ORLANDO, Fla. – Sen. Randolph Bracy (D-Ocoee) praised the resilience of historically Black colleges and universities Monday, thanking Florida’s governor for increasing funding for the schools in the state budget.
Bracy hosted a news conference outside of the Orlando City Hall building about an hour after Gov. Ron DeSantis announced he signed a $92.2 billion budget for the state, slashing $1 billion from the proposed budget lawmakers approved in March.
DeSantis warned of his plans for budget cuts due to the drop in revenue caused by the coronavirus pandemic.
“My goal was to try to safeguard the historic achievements that we were able to do, while also realizing historic savings so that we could put Florida on a solid fiscal foundation,” DeSantis said at a news conference announcing the budget signing.
Bracy had started an initiative prior to the pandemic, aiming to secure additional funding for Florida’s HBCUs after leaders at Bethune-Cookman University expressed financial struggles.
“This is a historic funding initiative and I would like to commend the governor for signing this appropriation into law,” Bracy said.

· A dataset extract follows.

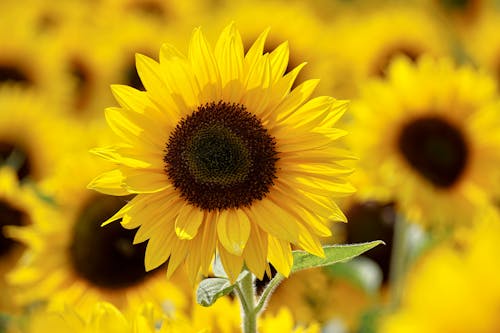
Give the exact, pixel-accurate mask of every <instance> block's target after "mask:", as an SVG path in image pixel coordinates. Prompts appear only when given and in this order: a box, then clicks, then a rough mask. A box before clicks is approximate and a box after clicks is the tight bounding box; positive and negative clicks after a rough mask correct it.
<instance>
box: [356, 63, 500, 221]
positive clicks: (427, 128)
mask: <svg viewBox="0 0 500 333" xmlns="http://www.w3.org/2000/svg"><path fill="white" fill-rule="evenodd" d="M499 103H500V101H499V99H498V96H497V95H496V86H495V82H494V80H492V79H491V77H489V76H488V75H486V74H484V73H481V72H477V71H475V70H474V69H472V68H470V67H466V66H464V67H459V68H458V67H456V66H454V65H453V63H452V61H450V60H449V59H442V60H433V59H431V58H428V57H424V58H422V59H421V60H420V61H419V62H418V64H417V65H414V64H412V62H411V61H410V60H409V59H407V58H398V59H396V60H395V61H394V62H393V63H392V65H391V66H390V68H389V72H388V78H387V80H373V81H371V82H368V83H367V84H366V85H365V86H364V89H363V90H362V93H361V97H360V99H359V100H358V101H357V102H356V103H353V112H352V115H353V118H354V119H353V122H352V132H353V135H352V136H351V139H352V140H351V144H352V147H353V150H355V151H356V152H357V153H358V154H359V157H360V163H359V167H360V169H362V172H365V173H366V175H368V176H369V179H371V183H370V184H369V185H368V186H366V187H365V188H362V189H360V192H363V191H365V189H366V191H372V190H373V189H382V191H383V192H384V193H385V194H386V193H388V192H391V196H392V198H393V200H395V201H396V202H397V203H398V206H399V207H400V208H401V211H402V212H404V213H405V214H407V216H408V217H409V218H410V220H412V221H415V222H421V223H423V224H425V225H427V226H429V225H432V224H437V225H441V224H442V223H443V224H452V223H456V224H460V223H461V222H467V221H470V218H471V216H472V215H473V214H474V212H475V210H476V209H478V207H479V206H486V205H488V204H489V200H490V196H491V194H492V193H494V191H495V189H494V188H493V187H494V186H491V184H498V177H499V169H498V165H499V163H500V136H499V133H500V132H499V129H500V118H499V117H498V107H499Z"/></svg>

Florida is home to four HBCUs with Florida A&M University listed as the only public institution. Bethune-Cookman University, Edward Waters College and Florida Memorial University are private schools.
“We traveled to Tallahassee on numerous occasions,” the senator said. “Bethune-Cookman will receive over $16 million in funding from the state legislature. This is a commitment you don’t usually see for private historically black colleges.”

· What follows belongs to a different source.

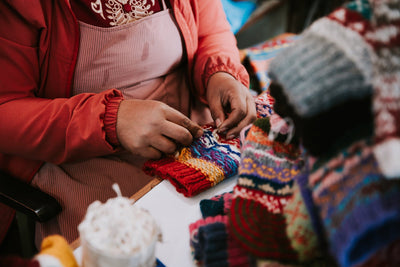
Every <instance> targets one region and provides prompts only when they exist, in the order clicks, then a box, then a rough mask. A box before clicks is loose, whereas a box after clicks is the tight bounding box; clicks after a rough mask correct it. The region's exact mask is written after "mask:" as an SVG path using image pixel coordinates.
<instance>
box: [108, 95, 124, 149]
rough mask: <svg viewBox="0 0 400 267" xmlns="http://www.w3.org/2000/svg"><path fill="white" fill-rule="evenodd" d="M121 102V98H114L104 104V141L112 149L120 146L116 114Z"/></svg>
mask: <svg viewBox="0 0 400 267" xmlns="http://www.w3.org/2000/svg"><path fill="white" fill-rule="evenodd" d="M122 100H123V96H122V95H120V96H116V97H113V98H111V99H109V101H108V102H107V104H106V112H105V116H104V130H105V132H106V140H107V142H109V143H110V144H111V145H112V146H113V147H119V146H120V145H121V144H120V142H119V140H118V137H117V114H118V108H119V104H120V103H121V101H122Z"/></svg>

The state budget for the fiscal year that begins Wednesday will provide $123.2 million for Florida’s HBCUs, an increase of $18.9 million.
Bethune-Cookman University received an increase of $13 million, according to the governor’s office, meaning the school will receive a total of $16.96 million in operating funds.

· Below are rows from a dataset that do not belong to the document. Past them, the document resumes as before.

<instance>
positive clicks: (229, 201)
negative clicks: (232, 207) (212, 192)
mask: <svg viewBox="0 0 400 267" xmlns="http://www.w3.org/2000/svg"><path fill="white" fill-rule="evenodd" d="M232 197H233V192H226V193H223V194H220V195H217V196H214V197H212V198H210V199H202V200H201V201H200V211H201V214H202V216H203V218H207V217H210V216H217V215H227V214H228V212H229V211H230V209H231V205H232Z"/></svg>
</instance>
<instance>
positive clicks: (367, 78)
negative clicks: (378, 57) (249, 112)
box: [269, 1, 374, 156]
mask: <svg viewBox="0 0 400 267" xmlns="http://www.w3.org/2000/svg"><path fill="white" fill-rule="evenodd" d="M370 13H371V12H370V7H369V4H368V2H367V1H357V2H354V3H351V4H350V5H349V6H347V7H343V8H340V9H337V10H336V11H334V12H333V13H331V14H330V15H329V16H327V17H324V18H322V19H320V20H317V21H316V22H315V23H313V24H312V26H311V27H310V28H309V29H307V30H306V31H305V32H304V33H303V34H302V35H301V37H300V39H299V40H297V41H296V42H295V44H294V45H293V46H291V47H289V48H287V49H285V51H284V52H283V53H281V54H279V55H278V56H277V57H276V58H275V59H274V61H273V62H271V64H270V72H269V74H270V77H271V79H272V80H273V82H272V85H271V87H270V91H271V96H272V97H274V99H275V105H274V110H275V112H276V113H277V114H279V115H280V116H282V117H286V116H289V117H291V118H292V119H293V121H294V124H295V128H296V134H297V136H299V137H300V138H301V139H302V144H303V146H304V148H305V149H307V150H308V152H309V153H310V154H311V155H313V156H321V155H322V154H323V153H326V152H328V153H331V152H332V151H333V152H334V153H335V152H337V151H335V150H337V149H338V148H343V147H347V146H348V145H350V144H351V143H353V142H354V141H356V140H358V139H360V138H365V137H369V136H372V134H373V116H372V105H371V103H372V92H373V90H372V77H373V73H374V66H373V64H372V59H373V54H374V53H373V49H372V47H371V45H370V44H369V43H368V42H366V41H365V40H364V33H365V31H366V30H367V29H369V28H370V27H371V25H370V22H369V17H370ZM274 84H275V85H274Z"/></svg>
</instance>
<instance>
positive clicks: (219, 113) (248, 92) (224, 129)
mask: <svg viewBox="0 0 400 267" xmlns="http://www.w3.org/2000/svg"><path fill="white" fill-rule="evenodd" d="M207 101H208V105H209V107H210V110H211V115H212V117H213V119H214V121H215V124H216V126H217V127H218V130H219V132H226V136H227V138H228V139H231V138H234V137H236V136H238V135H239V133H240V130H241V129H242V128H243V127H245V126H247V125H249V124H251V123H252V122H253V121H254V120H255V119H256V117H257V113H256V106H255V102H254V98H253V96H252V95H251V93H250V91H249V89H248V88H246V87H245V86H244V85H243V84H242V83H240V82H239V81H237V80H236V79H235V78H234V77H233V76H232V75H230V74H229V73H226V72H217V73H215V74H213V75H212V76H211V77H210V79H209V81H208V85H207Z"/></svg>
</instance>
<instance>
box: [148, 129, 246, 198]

Florida’s budget does not include any tuition increases for the state’s colleges and universities.
“I would just like to say that Mary McLeod Bethune started this school with $1.50, five girls, and a dream in a pocket. And through the years we have seen that dream expanded to educate young black males and females all across this country to go out and make an impact in this world,” Bracy said. “One of the main mantras of Bethune (is) enter to learn, depart to serve. We are grateful to partner with Bethune-Cookman and the state legislator to continue to fund the future of education for students to make an impact across this country.”
According to the governor’s office, Florida Memorial University received an increase of $3.5 million, for a total of $7 million in operating funds while Edward Waters College received an increase of $3.5 million, for a total of $6.4 million in operating funds. Florida A&M University received an increase of $1.3 million, for a total of $92.8 million.